Maximum Likelihood and Continuous Logistic Regression

The method of logistic regression can also be used to predict a yes/no response based on continuous input. Building the model requires finding values for the parameters of the sigmoid function that produce the most accurate results. To explain how this works, let’s first talk about likelihood. The likelihood for a model $f (x)$ is computed as follows. For each data point $x_{k}$ , if the label of $x_{k}$ is 1 (or yes), then calculate $f (x_{k})$ ; if the label is 0 (or no), then calculate ${1 - f (x}_{k})$ . The product of these individual results is the likelihood score for the model. We want to find the model that has the maximum likelihood.

Example 6.5

Problem

Consider the models

f (x) = \frac{1}{1 + e^{1.6 - 1.1 x}}, g (x) = \frac{1}{1 + e^{2.1 - 0.8 x}}

Suppose there are four data points, $A = 1$ , $B = 2$ , $C = 3$ , $D = 4$ , and both $A$ and $B$ are known to have label 0, while $C$ and $D$ have label 1. Find the likelihood scores of each model and determine which model is a better fit for the given data.

Solution

For model $f$ , the predicted likelihoods are $f (1) = 0.378$ , $f (2) = 0.646$ , $f (3) = 0.846$ , and $f (4) = 0.943$ . Since $x = 1$ and 2 have label 0, while $x = 3$ and 4 have label 1, we compute:

(1 - 0.378) (1 - 0.646) (0.846) (0.943) = 0.176

For model $g$ , the predicted likelihoods are $g (1) = 0.214$ , $g (2) = 0.378$ , $g (3) = 0.574$ , and $g (4) = 0.75$ .

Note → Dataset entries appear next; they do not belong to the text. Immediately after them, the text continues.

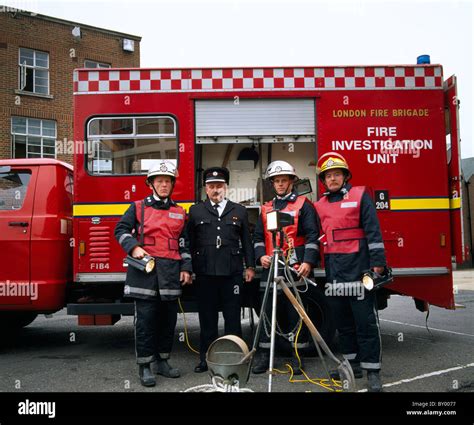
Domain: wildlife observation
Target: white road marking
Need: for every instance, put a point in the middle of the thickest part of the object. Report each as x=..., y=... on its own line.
x=426, y=375
x=424, y=327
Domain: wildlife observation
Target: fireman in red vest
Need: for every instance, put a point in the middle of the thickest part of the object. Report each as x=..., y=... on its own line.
x=301, y=249
x=156, y=293
x=353, y=244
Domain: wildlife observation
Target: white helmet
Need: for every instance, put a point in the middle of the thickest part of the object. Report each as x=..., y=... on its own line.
x=163, y=167
x=280, y=168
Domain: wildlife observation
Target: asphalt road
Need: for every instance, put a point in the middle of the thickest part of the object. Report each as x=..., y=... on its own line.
x=55, y=354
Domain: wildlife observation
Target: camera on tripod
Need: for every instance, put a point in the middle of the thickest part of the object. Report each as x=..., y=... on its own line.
x=277, y=220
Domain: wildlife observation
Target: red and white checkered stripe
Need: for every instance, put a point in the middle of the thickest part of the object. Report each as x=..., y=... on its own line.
x=350, y=78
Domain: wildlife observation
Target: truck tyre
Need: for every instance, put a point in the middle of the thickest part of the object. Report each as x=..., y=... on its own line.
x=11, y=321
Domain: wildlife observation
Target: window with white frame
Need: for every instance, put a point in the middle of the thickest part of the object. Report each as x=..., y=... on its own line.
x=94, y=64
x=33, y=138
x=127, y=145
x=34, y=71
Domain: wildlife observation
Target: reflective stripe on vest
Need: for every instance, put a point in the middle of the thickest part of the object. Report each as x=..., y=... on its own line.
x=162, y=229
x=291, y=231
x=340, y=222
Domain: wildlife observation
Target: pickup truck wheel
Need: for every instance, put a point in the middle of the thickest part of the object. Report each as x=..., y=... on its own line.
x=14, y=320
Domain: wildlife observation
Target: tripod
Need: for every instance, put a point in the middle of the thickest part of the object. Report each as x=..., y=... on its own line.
x=345, y=370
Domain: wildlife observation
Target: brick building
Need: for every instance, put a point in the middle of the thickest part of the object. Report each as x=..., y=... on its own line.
x=37, y=57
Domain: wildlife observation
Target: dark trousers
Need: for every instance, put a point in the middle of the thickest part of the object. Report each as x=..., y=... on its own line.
x=287, y=318
x=155, y=323
x=214, y=293
x=358, y=327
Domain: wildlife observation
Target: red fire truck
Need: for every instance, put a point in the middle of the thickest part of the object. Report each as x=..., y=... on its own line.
x=397, y=126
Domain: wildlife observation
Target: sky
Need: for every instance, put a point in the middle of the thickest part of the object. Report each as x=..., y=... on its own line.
x=185, y=33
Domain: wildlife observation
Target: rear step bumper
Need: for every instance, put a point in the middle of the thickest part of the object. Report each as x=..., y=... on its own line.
x=127, y=309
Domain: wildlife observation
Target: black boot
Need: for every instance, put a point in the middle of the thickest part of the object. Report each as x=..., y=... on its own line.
x=261, y=362
x=374, y=384
x=295, y=365
x=146, y=377
x=164, y=368
x=358, y=373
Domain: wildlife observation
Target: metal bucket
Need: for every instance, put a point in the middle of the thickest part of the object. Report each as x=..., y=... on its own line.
x=229, y=358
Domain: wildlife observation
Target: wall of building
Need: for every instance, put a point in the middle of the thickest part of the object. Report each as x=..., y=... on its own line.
x=65, y=54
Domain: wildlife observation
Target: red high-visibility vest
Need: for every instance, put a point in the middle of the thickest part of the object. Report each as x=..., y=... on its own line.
x=291, y=231
x=162, y=229
x=340, y=222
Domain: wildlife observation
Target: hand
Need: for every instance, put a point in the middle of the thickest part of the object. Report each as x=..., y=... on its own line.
x=266, y=261
x=185, y=278
x=305, y=269
x=138, y=253
x=249, y=275
x=379, y=270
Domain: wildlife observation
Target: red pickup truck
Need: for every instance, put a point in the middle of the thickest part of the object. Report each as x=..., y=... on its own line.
x=36, y=238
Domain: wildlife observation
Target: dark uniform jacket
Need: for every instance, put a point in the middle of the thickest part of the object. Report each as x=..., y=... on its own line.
x=219, y=244
x=350, y=267
x=307, y=227
x=164, y=279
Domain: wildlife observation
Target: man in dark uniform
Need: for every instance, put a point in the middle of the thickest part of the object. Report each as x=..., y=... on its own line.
x=303, y=255
x=220, y=240
x=352, y=245
x=156, y=293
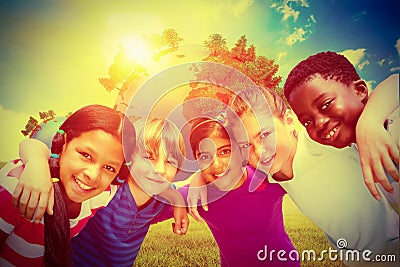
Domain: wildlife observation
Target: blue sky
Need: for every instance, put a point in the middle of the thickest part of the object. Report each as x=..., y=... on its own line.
x=53, y=52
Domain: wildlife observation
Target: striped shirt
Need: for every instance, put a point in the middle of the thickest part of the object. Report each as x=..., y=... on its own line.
x=24, y=240
x=113, y=237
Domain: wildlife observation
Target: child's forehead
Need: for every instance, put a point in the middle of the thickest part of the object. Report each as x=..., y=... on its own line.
x=154, y=150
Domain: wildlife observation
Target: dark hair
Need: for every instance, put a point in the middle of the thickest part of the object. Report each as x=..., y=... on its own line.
x=203, y=128
x=257, y=100
x=329, y=65
x=58, y=250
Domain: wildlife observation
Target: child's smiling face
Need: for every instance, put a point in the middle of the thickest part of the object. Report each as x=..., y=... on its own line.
x=329, y=109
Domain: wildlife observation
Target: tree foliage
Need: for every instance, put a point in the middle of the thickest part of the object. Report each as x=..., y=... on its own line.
x=33, y=123
x=260, y=69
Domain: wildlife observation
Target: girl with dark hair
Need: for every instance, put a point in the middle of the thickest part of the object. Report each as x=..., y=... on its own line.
x=235, y=219
x=86, y=156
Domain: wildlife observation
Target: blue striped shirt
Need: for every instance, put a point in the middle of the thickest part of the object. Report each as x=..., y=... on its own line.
x=114, y=235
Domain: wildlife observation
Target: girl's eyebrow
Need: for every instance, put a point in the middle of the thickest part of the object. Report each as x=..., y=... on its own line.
x=224, y=146
x=319, y=97
x=95, y=154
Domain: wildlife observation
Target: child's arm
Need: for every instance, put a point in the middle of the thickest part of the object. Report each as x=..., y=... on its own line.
x=34, y=188
x=181, y=219
x=376, y=148
x=197, y=190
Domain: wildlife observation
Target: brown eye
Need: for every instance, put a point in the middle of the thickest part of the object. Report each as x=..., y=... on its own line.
x=86, y=155
x=110, y=169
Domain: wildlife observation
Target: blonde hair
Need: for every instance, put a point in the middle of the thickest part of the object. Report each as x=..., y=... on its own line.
x=258, y=100
x=154, y=132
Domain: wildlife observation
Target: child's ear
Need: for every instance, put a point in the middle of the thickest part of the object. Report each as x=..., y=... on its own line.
x=289, y=117
x=361, y=90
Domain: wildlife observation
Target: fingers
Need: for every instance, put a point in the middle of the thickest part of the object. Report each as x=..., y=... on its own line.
x=50, y=203
x=31, y=205
x=195, y=214
x=369, y=182
x=203, y=199
x=16, y=195
x=390, y=167
x=41, y=208
x=176, y=227
x=185, y=225
x=23, y=202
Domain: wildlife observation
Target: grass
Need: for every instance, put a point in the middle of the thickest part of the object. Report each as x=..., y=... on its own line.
x=198, y=247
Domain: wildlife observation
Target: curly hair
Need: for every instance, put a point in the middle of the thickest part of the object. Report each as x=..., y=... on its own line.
x=329, y=65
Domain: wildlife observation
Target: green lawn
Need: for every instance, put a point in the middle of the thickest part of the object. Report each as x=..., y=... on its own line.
x=198, y=248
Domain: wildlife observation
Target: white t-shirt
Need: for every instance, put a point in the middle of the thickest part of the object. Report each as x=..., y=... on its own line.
x=328, y=187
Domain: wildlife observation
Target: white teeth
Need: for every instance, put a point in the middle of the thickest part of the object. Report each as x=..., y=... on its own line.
x=331, y=133
x=265, y=161
x=82, y=185
x=220, y=175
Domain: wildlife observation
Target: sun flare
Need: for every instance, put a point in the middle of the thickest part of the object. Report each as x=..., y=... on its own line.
x=136, y=50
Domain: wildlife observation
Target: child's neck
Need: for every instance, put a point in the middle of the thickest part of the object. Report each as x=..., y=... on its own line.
x=73, y=208
x=242, y=179
x=286, y=171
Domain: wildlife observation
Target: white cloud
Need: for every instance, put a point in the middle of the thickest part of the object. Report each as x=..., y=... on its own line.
x=240, y=6
x=370, y=85
x=355, y=56
x=362, y=64
x=11, y=124
x=395, y=69
x=288, y=12
x=285, y=8
x=312, y=19
x=398, y=46
x=297, y=36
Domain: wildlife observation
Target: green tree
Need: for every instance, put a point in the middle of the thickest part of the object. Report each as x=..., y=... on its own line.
x=216, y=44
x=261, y=70
x=30, y=126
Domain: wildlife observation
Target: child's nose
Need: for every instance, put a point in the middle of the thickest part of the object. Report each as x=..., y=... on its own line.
x=92, y=172
x=321, y=122
x=159, y=167
x=219, y=165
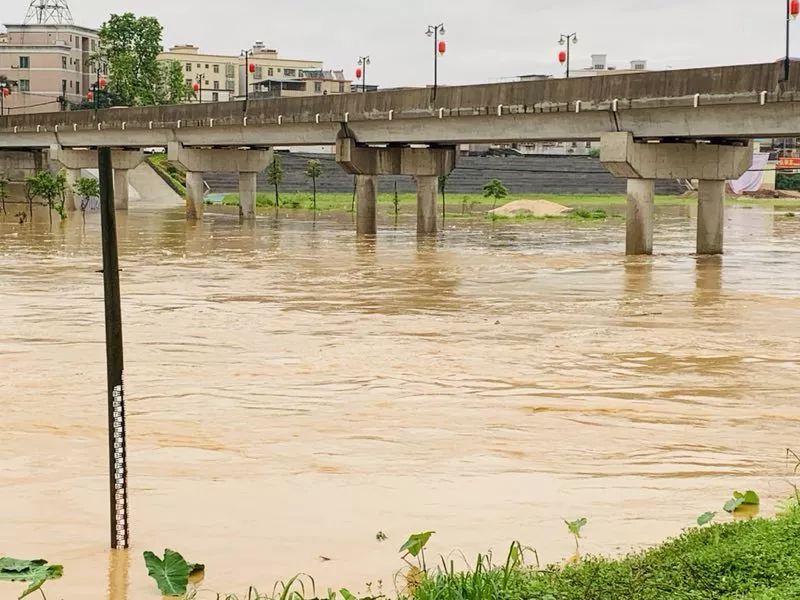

(1 - 0.214) (1 - 0.378) (0.574) (0.75) = 0.211

Thus, model $g$ is the better of the two models on this data.

How does one find the model that has maximum likelihood? The exact method for finding the coefficients $a$ and $b$ for the model $σ (a + b x)$ falls outside the scope of this text. Fortunately, there are software packages available that can be used to do the work for you.

For example, the same university ran a study on the effect of first-year GPA on completion of a college degree. A small sample of the data is shown in Table 6.5. What is the model that best fits this data?

GPA	Completed College?
1.5	N
2.4	Y
3.4	Y
2.1	N
2.5	Y
0.8	N
2.9	N
4.0	Y
2.3	Y
2.1	N
3.6	Y
0.5	N

Table 6.5 GPA vs. College Completion Data

Figure 6.7 shows the data in graphical form.

A line graph with an X axis that ranges from 0 to 4 and a Y axis that ranges from 0 to 1. There are five data points at 0 on the Y axis (0, 0.5,) (0, 0.8), (0, 1.5), (0, 2.1), (0, 2.9) and six data points at 1 on the Y axis at (2.3, 1), (2.4, 1), ( 2.5, 1), (3.4, 1), (3.6, 1), ( 4.0, 1).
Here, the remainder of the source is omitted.